True Religion: Taking Pieces of Heaven to Places of Hell on Earth
By Palmer Chinchen
David C. Cook Publishers, 2010, 208 pp., $14.99

True Religion is a difficult book to not recommend. Though Chinchen’s soapbox seems to be a routine stop in modern Christian literature, it remains engaging, and his premise is prescient and necessary. However, Chinchen’s intent with the book is to convince readers to give their lives away to change so God will change them for the best. This sounds perfectly fine at first glance, but upon further inspection isn’t actually consistent with what Chinchen wants.

He asks that we live as expatriates—those who enjoy the simple pleasures, people and places of this world, while at the same time giving us paltry tips for doing so, such as eating at ethnic restaurants and watching more movies that are not filmed in English. What do either of these things have to do with living a true religion? I’m not sure either. Chinchen routinely offers sound insights into living a religious and globally focused life, then completely cheapens them with banal suggestions that seem to come out of left field.

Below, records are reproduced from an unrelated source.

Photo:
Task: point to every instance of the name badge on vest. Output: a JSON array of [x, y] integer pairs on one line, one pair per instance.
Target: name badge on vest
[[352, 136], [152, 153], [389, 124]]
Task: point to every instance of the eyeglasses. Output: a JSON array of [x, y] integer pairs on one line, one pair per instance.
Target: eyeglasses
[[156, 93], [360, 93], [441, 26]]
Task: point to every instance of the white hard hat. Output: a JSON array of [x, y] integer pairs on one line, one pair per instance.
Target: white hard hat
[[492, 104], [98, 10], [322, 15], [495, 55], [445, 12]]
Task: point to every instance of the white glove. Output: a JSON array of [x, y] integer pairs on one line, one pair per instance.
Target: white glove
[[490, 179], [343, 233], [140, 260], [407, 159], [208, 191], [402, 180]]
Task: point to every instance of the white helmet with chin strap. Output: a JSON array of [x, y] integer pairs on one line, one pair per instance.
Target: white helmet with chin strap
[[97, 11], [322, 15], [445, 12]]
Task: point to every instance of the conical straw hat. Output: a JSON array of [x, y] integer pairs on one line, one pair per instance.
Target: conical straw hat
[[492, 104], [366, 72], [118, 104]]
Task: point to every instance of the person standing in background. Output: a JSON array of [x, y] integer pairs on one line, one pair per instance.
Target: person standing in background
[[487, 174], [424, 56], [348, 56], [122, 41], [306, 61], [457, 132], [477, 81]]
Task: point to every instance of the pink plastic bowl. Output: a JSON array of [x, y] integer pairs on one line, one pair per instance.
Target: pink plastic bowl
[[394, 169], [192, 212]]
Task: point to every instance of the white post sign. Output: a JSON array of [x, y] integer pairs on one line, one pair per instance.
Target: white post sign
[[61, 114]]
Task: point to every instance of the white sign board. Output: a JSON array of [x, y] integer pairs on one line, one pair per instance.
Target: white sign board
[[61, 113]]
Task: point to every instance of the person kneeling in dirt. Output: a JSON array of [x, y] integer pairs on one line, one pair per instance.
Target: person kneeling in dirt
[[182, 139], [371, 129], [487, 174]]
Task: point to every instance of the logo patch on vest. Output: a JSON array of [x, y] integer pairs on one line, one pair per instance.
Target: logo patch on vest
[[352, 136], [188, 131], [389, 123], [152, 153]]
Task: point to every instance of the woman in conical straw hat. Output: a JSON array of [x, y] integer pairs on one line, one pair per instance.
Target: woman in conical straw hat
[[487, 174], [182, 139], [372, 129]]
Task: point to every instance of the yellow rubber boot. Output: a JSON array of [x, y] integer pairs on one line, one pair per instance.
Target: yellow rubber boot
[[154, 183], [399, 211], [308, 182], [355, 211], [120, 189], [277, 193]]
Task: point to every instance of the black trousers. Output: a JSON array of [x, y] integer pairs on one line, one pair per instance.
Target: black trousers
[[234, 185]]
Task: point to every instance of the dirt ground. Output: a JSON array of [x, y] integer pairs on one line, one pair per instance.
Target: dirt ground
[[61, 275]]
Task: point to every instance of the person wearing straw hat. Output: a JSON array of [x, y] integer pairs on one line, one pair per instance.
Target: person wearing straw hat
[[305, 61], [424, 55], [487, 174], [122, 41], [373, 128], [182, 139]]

This complaint is only demonstrative of the glaring weaknesses that serve to drown the true strengths of this work. Chinchen routinely admonishes us to live a true religion that is globally and socially focused so God might work through us and in us, yet his interesting narrative cannot overcome the benign anecdotes, poor biblical integration and paltry examples meant to bring an emotional and practical core to the work, but only end up making it superficial and silly. True Religion’s message is hard not to want to recommend, but it can be better articulated elsewhere.